When sanding, keep your cat well away from the project site, preferably out of the house entirely. If the cat urinates on bare, unfinished wood, the opened pores will allow the urine to permeate deeply.

  1. Check for Floor Thickness

    Determine if your floorboards have enough thickness left for another sanding. Pulling up a threshold is a good way to determine the thickness of your flooring. If the flooring has been sanded at or just above the tongue-and-groove, it is too thin to sand.

  2. Tape up Plastic Sheeting

    Contain dust with plastic sheeting taped to doors, windows, and other avenues where dust might escape.

  3. Rent the Correct Sander

    Rent a floor sander. For minimal sanding, rent a vibrating floor sander or floor disk sander. If you need deeper sanding, rent a drum sander. For sanding close to baseboards and trim, rent an edge sander or you may choose to buy a random-orbiting sander for your home and use it instead.

  4. Remove Quarter-Round and Baseboards

    Remove quarter-round with a flat pry bar before sanding. Before using the pry bar, run a box cutter along the joint or seam to cut through any caulk or paint, and cover the prybar with a cloth to avoid damaging your baseboard or walls. You'll do a better job, too, if you can remove the baseboards.

    As with the quarter-round, gently pry back the baseboards with a flat pry bar. Make sure that the back of the pry bar is resting over a stud for better support. If the baseboards are heavily painted-over, removing them may cause more damage. In this case, leave them on and sand as close as possible to them.

  5. Sand Floors

    Run the drum sander over the flooring. It is easy to cause irreparable damage to your floor with a drum sander, so be patient and never press down on the sander. Never let any sander rest in place while running; always keep it moving. Always start with coarser sandpaper, then work down to finer grits.

  6. Clean up Debris and Sawdust

    Thoroughly clean the floor with a broom, followed up by two damp mops, with the mop thoroughly pressed out so that it feels almost dry to the touch.

  7. Apply Floor Finish

    Coat the floor with a water-based urethane finish.

Tips for Removing Cat Pee From Wood

  • Factory- or pre-finished wood floors can be more affected by cat urine than site-finished wood floors.
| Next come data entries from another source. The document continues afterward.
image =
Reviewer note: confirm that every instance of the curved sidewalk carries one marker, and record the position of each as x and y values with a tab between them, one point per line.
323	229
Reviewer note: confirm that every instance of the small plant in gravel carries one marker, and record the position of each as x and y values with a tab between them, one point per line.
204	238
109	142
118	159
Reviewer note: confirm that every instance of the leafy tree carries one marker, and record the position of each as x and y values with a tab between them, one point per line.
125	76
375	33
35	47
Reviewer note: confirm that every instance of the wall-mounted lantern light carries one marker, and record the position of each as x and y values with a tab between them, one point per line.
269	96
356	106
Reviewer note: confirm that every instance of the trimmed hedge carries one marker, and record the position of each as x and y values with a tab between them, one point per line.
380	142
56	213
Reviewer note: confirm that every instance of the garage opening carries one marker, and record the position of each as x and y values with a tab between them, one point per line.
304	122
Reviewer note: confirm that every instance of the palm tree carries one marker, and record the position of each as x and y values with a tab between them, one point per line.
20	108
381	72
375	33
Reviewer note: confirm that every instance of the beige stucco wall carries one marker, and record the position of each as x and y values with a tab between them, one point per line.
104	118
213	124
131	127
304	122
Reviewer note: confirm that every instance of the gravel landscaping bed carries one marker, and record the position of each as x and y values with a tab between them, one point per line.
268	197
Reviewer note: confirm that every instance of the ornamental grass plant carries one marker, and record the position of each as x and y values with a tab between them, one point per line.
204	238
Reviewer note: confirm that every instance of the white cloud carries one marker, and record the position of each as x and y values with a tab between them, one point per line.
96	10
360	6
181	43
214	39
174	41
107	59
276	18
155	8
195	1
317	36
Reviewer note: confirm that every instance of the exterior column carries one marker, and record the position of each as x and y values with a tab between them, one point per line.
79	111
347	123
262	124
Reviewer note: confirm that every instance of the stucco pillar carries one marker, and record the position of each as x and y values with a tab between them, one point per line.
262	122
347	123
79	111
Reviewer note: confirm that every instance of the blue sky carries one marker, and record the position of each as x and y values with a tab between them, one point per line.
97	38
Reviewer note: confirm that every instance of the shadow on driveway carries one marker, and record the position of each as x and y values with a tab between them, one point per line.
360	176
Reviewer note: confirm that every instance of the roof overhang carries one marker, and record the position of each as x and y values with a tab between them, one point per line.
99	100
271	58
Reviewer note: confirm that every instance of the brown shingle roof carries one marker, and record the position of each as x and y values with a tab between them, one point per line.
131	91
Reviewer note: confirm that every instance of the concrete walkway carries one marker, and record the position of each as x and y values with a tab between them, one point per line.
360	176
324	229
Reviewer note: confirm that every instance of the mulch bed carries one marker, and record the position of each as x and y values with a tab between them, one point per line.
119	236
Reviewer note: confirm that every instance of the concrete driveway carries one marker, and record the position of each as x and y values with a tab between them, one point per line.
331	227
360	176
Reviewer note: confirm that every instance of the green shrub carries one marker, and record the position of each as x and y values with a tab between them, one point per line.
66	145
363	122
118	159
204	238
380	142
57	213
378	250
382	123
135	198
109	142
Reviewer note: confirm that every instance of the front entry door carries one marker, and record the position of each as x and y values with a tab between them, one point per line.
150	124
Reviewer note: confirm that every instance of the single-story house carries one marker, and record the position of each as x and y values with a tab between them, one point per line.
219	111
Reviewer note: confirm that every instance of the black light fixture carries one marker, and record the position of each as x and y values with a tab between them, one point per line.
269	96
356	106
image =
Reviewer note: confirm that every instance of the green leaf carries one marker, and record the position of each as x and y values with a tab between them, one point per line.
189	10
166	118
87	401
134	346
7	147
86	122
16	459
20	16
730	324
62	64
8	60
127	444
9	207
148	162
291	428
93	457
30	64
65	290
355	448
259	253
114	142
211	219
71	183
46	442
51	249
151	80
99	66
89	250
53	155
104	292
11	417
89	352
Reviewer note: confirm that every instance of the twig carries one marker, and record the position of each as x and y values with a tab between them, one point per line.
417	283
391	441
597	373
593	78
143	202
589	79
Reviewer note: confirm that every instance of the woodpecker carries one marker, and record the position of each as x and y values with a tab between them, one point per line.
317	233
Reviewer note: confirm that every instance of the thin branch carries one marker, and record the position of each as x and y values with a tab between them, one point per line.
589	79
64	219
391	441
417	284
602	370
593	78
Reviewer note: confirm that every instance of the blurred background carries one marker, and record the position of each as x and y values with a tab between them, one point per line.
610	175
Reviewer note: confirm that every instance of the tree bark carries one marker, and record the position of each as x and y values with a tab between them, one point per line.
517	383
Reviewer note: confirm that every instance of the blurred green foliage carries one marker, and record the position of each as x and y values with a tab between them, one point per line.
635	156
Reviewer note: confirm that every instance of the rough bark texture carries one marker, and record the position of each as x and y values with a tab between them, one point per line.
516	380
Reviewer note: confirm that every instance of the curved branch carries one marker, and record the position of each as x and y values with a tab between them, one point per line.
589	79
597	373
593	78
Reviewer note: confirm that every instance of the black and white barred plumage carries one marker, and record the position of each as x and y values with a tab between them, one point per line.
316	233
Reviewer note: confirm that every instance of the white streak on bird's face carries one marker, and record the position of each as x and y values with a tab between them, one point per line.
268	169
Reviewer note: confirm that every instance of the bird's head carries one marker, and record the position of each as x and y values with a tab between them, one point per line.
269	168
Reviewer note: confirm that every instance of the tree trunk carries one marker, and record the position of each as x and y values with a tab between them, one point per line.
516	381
Pre-finished floor planks are individually stained and sealed in a factory. After the installation in your home, seams remain, which may allow for the urine to permeate. Site-finished floors are raw, unfinished wood floors that are first installed in your home and then stained and sealed. The benefit is that sealant has permeated and filled in the seams, preventing the urine from entering.
  • Before you take any drastic measures such as sanding the floor, first try cleaning the hardwood floor with a cat urine odor removal product. If the wood floor has a solid finish, with no seams between the boards, there is no reason why these products will not work.
  • Determine if your floor is actually made of wood, since many floors that appear to be wood are, instead, luxury vinyl plank, wood-look ceramic tile, or laminate flooring. All of these are liquid-impermeable surfaces and can be cleaned with a urine odor removal product. These products are specially formulated to eliminate odors and sometimes even remove the urine itself. Typically, they contain water, hydrogen peroxide, and a host of other agents such as sodium hydroxide and alcohol ethoxylates.